Algorithm Requires Access to Face Datasets

Algorithm Requires Access to Face Datasets

This post is also available in: heעברית (Hebrew)

For computer vision and facial recognition systems to work reliably, they need training datasets that approximate real-world conditions. Advances in computer vision approaches facilitate tracking and re-identification of persons in security camera networks. However, the primary datasets available for algorithm training and performance evaluations are somewhat limited, as so far, researchers have had access to only a small number of image datasets, many of which are heavily populated with still pictures of fair-skinned men. This limitation impacts the accuracy of the technology, resulting in a disconnect between the data being leveraged by researchers and the types of video data that would exist in actual video networks utilized by public safety and law enforcement entities.

Moreover, cameras’ scope and angle, as well as the lighting or weather during a given recording, often make it difficult for law enforcement to track or re-identify people from security camera footage as they try to reconstruct crimes, protect critical infrastructure and secure special events, transportation facilities, military forces, etc.

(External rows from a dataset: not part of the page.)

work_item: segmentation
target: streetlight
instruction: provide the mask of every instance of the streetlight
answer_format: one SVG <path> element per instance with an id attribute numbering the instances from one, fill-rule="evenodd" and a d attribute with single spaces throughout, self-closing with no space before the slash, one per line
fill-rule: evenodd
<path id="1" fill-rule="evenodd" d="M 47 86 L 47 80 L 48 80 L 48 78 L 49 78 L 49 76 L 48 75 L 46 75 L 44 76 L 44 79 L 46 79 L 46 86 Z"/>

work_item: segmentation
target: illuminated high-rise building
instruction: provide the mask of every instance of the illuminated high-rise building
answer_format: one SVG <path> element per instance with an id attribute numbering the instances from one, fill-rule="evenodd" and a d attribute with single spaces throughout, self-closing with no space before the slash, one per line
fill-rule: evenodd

IARPA, the US Intelligence Advanced Research Projects Activity, has launched an effort to collect research data from multi-camera video networks in support of computer vision research. According to, the agency is interested in an annotated video collection of 960 hours that includes data collected over multiple days with varying illumination from a network of at least 20 cameras with varying positions, views, resolutions and frame rates that include both overlapping and non-overlapping fields of view.

The data should be one that was captured in urban and semi-urban environments with multiple intersections, buildings entrances/exits and pedestrian foot traffic as well as signs, vehicles, trees and other obstructions.

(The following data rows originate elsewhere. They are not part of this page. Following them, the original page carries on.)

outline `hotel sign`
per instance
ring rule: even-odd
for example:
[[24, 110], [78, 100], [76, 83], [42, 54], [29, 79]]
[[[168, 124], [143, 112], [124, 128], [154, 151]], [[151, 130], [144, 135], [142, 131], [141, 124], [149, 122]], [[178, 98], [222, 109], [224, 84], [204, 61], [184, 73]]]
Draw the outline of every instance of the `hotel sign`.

The data should involve a minimum of 5,000 pedestrians and at least 200 subject volunteers given instructions on how to behave and/or where to go in the camera network.

The dataset must be approved for human-subject research and made available to the general research community under a privacy, legal and policy approved data release process.

According to IARPA website, carrying out the data collection may require partnering with a state, local, or municipal government agency or an outside third party organization to utilize cameras or collection spaces under their jurisdiction.